As a final thought, I'd like to mention that while there's currently a substantial performance penalty for using immutable data structures, that style is going to become increasingly important as we enter the many-core era. No matter what style of concurrency you like, immutable data is always easier to work with when concurrency is involved. Concurrency and mutable data are just a bad combo. I think that it's going to be very important for language designers to address this when working on the peformance of their languages. I certainly hope future versions Python are much faster with immutable data. If they are, then the peformance penatly of using Monads will almost disappear.

23 comments:

  1. I'd be curious to know if the JIT optimization performed by Psyco reduces the relative penalty for working with immutable objects.

    Seeing what PyPy does to this code would be even more interesting, but that project is so bleeding edge, I have no idea what other issues you would stumble on.

    ReplyDelete
  2. One thing worth keeping in mind about Python is that function calls are expensive in time, more so than most other languages. So to get the fastest Python code, write in an imperative style and rely heavily on builtins.

    Not good news for someone who wants to write fast functional code in Python. :D

    ReplyDelete
  3. Very interesting. D language version 2.x has true closures, I'd like to see how your code works there.

    ReplyDelete
  4. Python doesn't do any optimization for them at all. Monads are incredibly flexible, but as any decent C.S. major knows, everything comes at a price. Monads give a high level of abstraction and can model a huge variety of computations. There's no reason to expect them to be on par with simpler, to-the-point styles of programming.

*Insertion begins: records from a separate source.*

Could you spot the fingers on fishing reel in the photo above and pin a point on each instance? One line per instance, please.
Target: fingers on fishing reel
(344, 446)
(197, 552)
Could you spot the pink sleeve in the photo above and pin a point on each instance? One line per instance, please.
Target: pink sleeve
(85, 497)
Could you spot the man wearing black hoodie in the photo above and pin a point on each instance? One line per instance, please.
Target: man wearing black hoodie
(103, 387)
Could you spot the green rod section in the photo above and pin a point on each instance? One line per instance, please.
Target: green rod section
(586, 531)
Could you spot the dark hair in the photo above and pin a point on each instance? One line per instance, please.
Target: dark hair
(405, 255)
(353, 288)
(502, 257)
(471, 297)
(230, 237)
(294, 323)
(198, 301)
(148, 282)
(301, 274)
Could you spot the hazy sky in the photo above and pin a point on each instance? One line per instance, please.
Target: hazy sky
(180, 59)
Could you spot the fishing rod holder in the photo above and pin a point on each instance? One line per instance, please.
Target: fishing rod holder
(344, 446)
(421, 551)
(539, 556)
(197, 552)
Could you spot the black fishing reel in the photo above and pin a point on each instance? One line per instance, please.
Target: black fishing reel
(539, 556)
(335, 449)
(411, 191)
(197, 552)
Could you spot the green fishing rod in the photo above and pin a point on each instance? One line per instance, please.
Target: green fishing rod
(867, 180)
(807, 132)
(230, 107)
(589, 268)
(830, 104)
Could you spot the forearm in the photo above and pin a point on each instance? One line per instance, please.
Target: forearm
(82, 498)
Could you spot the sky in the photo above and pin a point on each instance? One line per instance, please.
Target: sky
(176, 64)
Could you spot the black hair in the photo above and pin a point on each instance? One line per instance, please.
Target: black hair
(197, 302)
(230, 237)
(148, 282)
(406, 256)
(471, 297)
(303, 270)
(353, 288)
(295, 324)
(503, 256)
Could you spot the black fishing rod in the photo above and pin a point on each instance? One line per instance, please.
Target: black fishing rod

    Monads have their place in programming, but that place is Haskell and other pure languages.

    ReplyDelete
  5. AFAIK, decorators only work at function creation time and do not penalize actual calls, except for an extra function call.
    Function calls are relatively expensive in Python, though.

    ReplyDelete
  6. When I was optimizing pyparsing, I found the @profile decorator described on the Python wiki to be very helpful.

    The most primitive monads (such as pyparsing's Literal and Word) are those that benefit most from code optimization.

    Function calls are peformance death in python, but some operations are more expensive then function calls. When optimizing Literal, I found that replacing

    if instring[curLoc:curLoc+literalLength]==literalstring:

    with

    if literalstring.startswith(instring, curloc):

    was quite a healthy win. I also apparently invented a cacheing system for exceptions that is unseen elsewhere in Python. Exceptions are used everywhere to signal when one of several parsing options doesn't match - this means that thousands of Exception instances are created and almost immediately discarded. Each monad ends up raising the same exception (with some minor, er, exceptions), so I create the Exception at monad creation time, and then just keep raising the cached Exception instead of creating a new one.